Posted on:2000-06-18Degree:Ph.DType:Dissertation
University:Columbia UniversityCandidate:Mukherji, RahulFull Text:PDF
GTID:1469390014460865Subject:Political science
Abstract/Summary:
Why did many countries liberalize their trade and investment policies in the 1980s and the 1990s? Trade and investment liberalization in a country with a plural polity is likely to occur when a balance of payments crisis occurs in the presence of a pro-liberalization executive. The balance of payments crisis lands the executive in the lap of the International Monetary Fund (IMF), when a country is faced with a severe shortage of foreign exchange. This empowers the IMF to push for trade and investment liberalization. It is difficult for the IMF alone to forge a social consensus in favor of liberalization in a society with vested interests in import substituting industrialization (ISI). The task is daunting even for a pro-liberalization executive in the absence of a balance of payments crisis. However, when a pro-liberalization executive is dependent on the IMF for finance at the time of a severe balance of payments crisis, it can make use of this dependence to push for trade and investment liberalization. This characterizes a situation of synergy in a two level game between the IMF, the executive, and the domestic society. It is a situation where the executive attempts to gain domestic approval for a policy by linking it to the perceived benefits of an international agreement.; The argument has been tested on four periods of economic crises in India, and one crisis period in Indonesia, and, one in Brazil.
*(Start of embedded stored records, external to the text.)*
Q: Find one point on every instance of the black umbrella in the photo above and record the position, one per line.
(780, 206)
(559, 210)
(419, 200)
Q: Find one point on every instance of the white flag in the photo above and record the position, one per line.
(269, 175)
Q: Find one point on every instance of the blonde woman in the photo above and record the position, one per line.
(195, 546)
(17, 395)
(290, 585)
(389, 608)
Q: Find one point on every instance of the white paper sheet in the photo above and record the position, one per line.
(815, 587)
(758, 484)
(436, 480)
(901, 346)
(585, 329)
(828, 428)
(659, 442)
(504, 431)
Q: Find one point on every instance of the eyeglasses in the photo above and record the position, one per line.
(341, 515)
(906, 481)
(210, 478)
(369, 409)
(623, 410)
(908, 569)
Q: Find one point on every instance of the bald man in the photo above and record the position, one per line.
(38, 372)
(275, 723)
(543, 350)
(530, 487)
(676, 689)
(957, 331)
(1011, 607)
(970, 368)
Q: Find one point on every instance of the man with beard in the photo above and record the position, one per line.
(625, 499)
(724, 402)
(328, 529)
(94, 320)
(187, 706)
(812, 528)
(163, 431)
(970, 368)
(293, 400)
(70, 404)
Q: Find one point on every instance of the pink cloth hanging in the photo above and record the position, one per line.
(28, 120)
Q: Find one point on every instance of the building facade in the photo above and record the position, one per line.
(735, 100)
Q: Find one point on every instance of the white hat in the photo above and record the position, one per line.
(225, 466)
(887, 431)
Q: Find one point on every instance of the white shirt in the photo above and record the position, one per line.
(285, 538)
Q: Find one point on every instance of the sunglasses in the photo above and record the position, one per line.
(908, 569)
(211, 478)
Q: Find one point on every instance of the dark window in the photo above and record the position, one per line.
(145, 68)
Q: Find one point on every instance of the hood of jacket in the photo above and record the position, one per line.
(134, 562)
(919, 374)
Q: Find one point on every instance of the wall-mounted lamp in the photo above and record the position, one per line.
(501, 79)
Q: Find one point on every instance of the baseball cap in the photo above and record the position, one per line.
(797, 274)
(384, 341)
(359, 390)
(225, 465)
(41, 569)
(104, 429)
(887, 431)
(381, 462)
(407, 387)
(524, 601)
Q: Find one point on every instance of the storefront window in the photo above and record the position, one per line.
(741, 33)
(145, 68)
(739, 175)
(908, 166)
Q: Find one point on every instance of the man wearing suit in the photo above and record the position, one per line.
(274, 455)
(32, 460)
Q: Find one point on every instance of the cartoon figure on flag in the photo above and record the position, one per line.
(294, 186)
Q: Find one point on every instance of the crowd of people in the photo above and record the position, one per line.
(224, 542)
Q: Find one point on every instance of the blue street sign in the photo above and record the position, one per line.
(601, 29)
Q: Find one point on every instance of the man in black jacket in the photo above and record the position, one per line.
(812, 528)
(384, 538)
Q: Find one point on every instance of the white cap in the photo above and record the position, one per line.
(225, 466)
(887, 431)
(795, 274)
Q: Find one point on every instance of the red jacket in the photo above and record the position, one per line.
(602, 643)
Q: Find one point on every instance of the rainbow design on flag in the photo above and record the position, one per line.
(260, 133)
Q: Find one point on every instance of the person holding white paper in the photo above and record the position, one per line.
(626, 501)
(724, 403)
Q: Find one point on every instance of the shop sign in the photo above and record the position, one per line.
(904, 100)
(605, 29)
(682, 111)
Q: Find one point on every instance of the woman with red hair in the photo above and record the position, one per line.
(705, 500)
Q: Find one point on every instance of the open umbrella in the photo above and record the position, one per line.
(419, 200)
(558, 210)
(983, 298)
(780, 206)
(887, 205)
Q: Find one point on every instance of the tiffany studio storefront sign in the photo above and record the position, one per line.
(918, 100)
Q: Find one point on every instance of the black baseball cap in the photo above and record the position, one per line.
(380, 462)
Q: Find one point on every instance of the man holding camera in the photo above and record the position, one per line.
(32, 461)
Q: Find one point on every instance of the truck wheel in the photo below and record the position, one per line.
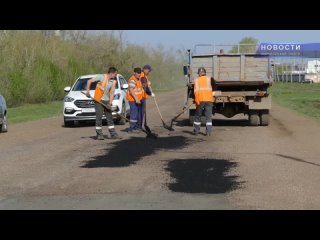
(4, 126)
(68, 123)
(122, 121)
(254, 119)
(264, 118)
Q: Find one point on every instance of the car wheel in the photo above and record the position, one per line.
(4, 126)
(122, 121)
(68, 123)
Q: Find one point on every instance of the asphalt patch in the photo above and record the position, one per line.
(202, 176)
(126, 152)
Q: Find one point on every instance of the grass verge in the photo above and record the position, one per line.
(32, 112)
(302, 98)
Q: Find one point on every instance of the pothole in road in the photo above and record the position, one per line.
(202, 176)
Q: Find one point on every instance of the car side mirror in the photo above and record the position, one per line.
(67, 89)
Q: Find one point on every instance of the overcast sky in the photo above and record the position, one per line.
(188, 38)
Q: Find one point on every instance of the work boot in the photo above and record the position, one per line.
(99, 135)
(196, 129)
(195, 132)
(115, 136)
(208, 130)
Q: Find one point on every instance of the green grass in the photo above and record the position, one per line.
(302, 98)
(32, 112)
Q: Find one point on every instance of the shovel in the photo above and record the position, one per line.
(147, 131)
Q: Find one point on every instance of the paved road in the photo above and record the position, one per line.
(47, 166)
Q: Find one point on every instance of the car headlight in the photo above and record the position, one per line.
(117, 96)
(68, 99)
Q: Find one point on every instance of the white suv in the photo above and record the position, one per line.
(77, 107)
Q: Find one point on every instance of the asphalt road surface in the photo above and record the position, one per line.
(47, 166)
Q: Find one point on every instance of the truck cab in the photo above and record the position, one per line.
(241, 82)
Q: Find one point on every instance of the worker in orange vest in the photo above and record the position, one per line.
(104, 93)
(134, 96)
(203, 93)
(146, 84)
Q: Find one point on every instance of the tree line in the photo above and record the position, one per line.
(35, 66)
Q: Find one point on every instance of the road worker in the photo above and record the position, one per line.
(146, 84)
(104, 93)
(134, 96)
(204, 100)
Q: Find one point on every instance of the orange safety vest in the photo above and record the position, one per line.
(145, 95)
(138, 90)
(100, 88)
(203, 90)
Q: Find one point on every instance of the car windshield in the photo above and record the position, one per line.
(82, 85)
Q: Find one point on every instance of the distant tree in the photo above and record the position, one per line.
(245, 49)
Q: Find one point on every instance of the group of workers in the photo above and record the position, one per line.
(139, 88)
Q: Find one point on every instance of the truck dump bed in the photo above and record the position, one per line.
(234, 69)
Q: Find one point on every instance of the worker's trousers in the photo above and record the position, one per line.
(141, 113)
(99, 112)
(135, 115)
(207, 108)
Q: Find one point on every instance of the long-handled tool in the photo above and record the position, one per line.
(163, 123)
(176, 117)
(145, 122)
(147, 131)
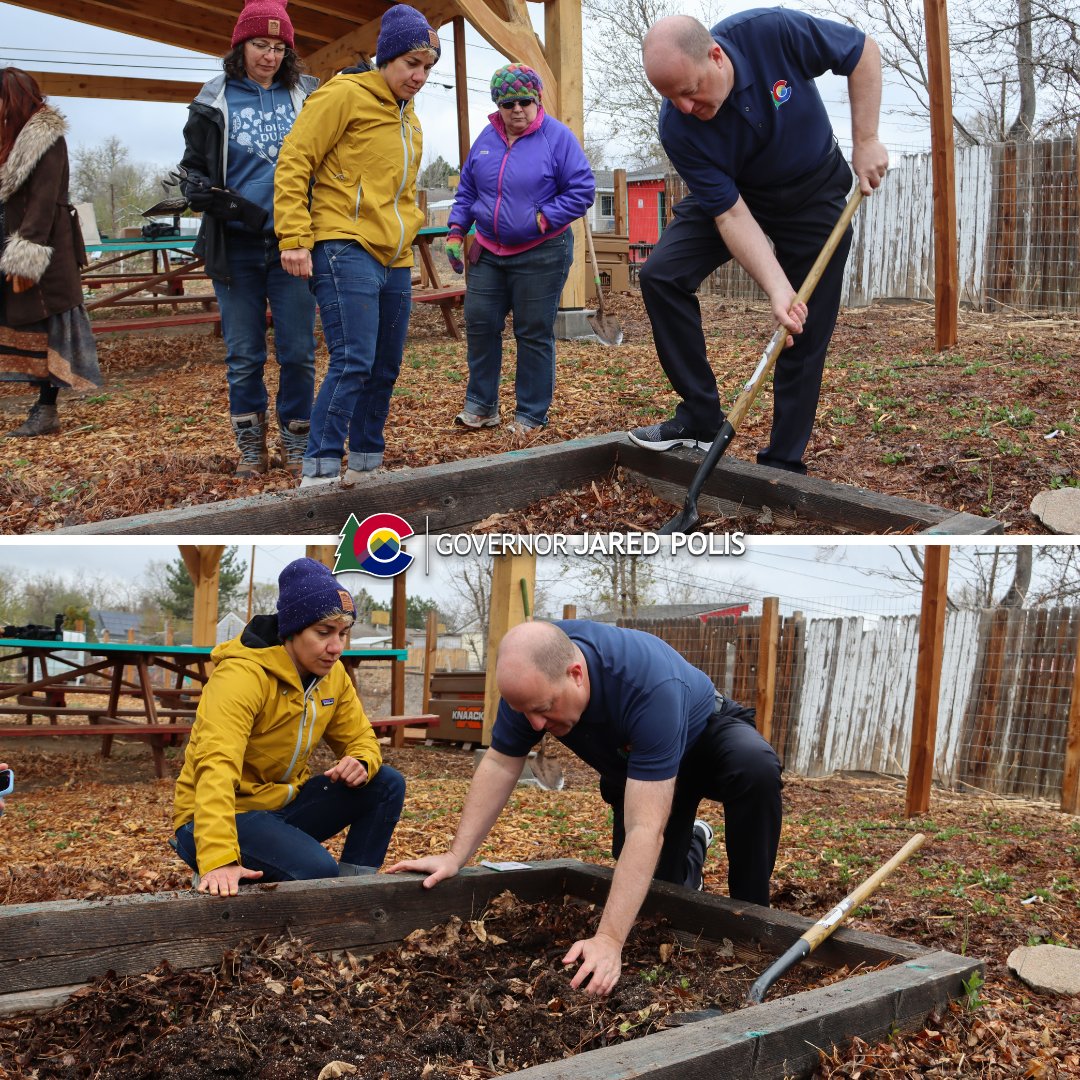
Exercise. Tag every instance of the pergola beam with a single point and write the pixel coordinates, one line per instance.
(63, 84)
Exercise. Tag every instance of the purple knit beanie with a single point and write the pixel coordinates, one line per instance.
(515, 81)
(403, 29)
(264, 18)
(308, 592)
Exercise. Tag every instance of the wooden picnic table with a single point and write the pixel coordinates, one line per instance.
(172, 267)
(158, 713)
(431, 288)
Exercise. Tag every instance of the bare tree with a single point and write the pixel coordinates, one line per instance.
(1025, 575)
(119, 188)
(620, 103)
(1003, 53)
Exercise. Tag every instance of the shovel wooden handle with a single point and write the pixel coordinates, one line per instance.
(775, 346)
(828, 922)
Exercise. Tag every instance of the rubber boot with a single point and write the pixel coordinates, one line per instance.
(251, 432)
(41, 420)
(294, 445)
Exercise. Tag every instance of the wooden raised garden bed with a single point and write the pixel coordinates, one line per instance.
(457, 496)
(48, 949)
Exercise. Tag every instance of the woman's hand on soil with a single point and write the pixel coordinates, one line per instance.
(225, 880)
(437, 867)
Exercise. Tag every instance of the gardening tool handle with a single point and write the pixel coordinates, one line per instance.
(687, 518)
(828, 922)
(775, 346)
(596, 267)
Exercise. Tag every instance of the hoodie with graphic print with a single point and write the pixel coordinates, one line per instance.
(358, 149)
(255, 729)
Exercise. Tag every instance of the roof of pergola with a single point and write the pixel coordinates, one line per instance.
(328, 36)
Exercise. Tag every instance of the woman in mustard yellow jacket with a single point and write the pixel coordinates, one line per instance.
(246, 805)
(346, 216)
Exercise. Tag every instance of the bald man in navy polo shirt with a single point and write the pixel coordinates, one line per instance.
(745, 127)
(661, 739)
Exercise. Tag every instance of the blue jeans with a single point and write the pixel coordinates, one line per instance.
(365, 308)
(286, 844)
(529, 284)
(256, 277)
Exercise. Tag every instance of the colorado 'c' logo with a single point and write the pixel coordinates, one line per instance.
(781, 92)
(374, 545)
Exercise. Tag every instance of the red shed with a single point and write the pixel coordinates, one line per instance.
(647, 210)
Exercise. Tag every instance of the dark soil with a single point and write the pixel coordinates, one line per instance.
(467, 999)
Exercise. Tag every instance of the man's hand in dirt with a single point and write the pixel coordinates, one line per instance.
(602, 958)
(225, 880)
(351, 772)
(437, 867)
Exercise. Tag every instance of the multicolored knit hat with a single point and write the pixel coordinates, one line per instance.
(264, 18)
(307, 593)
(515, 81)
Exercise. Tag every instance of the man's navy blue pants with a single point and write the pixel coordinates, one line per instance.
(797, 217)
(733, 765)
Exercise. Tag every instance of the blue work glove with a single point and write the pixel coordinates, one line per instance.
(455, 248)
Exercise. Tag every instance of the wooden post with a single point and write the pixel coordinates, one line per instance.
(946, 269)
(620, 202)
(325, 553)
(461, 90)
(203, 563)
(767, 646)
(430, 646)
(928, 678)
(1070, 778)
(562, 35)
(397, 607)
(507, 610)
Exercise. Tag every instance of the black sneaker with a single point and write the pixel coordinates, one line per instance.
(666, 434)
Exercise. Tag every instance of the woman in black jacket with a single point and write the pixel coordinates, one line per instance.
(44, 332)
(233, 134)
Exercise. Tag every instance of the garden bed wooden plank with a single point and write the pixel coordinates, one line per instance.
(44, 946)
(456, 496)
(779, 1039)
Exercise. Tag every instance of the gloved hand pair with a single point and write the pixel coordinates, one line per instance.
(455, 252)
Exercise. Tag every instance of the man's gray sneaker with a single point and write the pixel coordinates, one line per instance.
(473, 420)
(666, 434)
(703, 834)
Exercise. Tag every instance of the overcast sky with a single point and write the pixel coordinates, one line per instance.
(822, 580)
(153, 132)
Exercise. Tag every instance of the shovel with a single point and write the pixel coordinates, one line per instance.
(605, 326)
(828, 922)
(547, 772)
(687, 520)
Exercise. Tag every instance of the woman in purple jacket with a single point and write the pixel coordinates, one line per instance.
(523, 185)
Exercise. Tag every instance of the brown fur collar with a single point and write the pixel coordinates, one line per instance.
(39, 135)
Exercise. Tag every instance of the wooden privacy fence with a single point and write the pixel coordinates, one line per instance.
(845, 691)
(1017, 231)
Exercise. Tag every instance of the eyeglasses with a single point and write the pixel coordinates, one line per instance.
(265, 46)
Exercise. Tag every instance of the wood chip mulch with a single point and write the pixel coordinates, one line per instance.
(981, 428)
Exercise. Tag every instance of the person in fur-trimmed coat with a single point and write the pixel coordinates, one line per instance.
(44, 333)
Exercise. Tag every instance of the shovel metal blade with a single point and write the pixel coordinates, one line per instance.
(607, 328)
(547, 771)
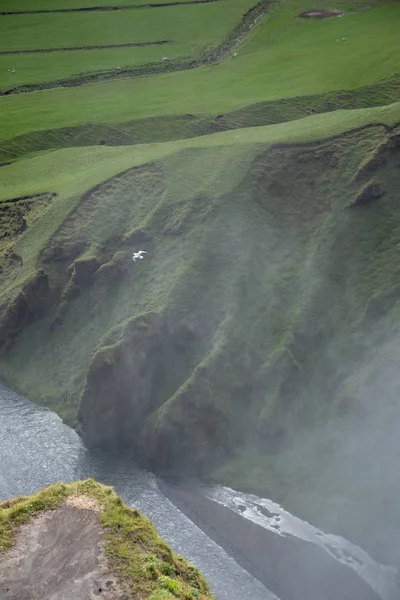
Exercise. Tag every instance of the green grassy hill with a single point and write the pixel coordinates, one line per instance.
(259, 170)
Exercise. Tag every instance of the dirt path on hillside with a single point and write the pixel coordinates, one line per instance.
(80, 48)
(106, 8)
(59, 555)
(249, 19)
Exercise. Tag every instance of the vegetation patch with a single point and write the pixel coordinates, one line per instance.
(144, 565)
(323, 13)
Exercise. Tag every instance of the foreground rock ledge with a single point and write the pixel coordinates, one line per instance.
(80, 541)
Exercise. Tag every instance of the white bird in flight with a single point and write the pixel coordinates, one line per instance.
(137, 255)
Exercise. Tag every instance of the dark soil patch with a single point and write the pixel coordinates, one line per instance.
(371, 192)
(106, 8)
(74, 48)
(320, 13)
(59, 554)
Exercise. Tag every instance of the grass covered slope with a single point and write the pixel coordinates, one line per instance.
(143, 564)
(72, 46)
(323, 65)
(264, 189)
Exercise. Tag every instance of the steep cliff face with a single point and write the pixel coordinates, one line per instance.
(284, 289)
(265, 302)
(80, 541)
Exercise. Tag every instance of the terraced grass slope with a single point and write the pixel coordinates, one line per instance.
(261, 178)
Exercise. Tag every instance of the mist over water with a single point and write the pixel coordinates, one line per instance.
(37, 449)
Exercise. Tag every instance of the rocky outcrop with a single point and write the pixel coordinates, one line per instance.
(53, 545)
(29, 304)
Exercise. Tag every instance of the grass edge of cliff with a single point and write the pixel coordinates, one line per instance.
(144, 564)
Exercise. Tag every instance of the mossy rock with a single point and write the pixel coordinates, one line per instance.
(133, 558)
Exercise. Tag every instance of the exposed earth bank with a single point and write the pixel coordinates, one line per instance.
(79, 541)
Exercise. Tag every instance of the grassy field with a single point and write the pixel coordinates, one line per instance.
(264, 189)
(188, 31)
(26, 5)
(311, 61)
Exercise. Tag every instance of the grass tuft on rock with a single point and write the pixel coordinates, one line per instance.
(144, 564)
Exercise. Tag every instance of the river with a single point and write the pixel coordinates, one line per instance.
(37, 449)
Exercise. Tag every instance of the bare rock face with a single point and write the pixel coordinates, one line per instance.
(29, 304)
(120, 383)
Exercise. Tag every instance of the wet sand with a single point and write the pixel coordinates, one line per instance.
(291, 568)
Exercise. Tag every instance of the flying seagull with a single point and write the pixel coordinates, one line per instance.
(137, 255)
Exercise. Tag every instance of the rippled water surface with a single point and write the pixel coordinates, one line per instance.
(37, 449)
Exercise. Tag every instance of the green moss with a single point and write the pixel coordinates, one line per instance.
(137, 555)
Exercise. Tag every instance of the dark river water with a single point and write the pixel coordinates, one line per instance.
(37, 449)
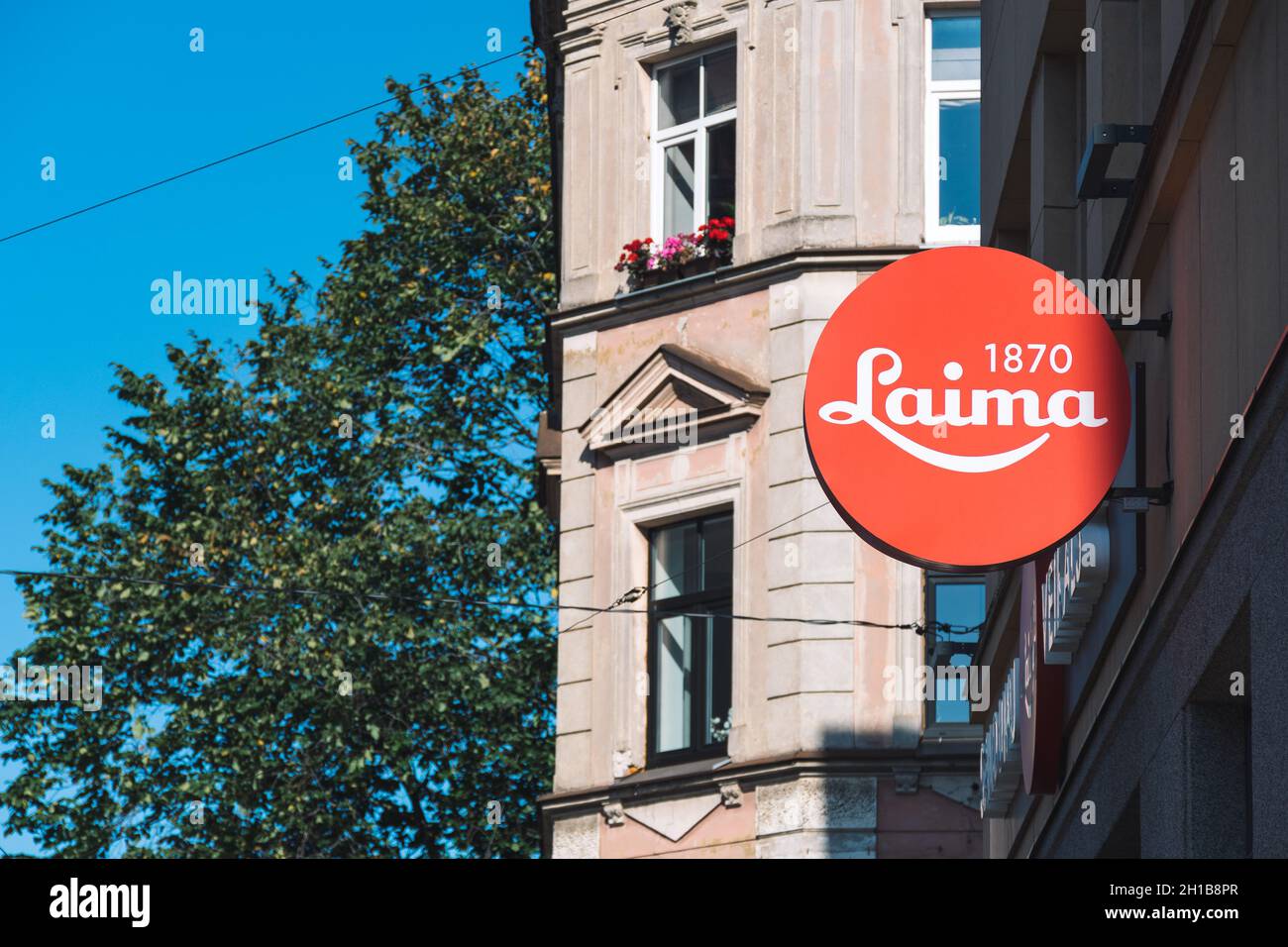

I compare differing responses to severe foreign exchange crises (India: 1991 & 1966; Indonesia: 1966), minor foreign exchange crises (India: 1973 and 1980), and, normal times (Brazil: 1990--1992). These are hard cases for trade and investment liberalization. The large home market and natural resources should have made the practice of economic self-reliance relatively easy in these countries. The Indian cases allow me to vary the level of crisis and the orientation of the executive, while controlling for other possible causes such as the nature of the political regime. The Indonesia and Brazil cases allow me to examine the political economy of policy change in relatively authoritarian regimes.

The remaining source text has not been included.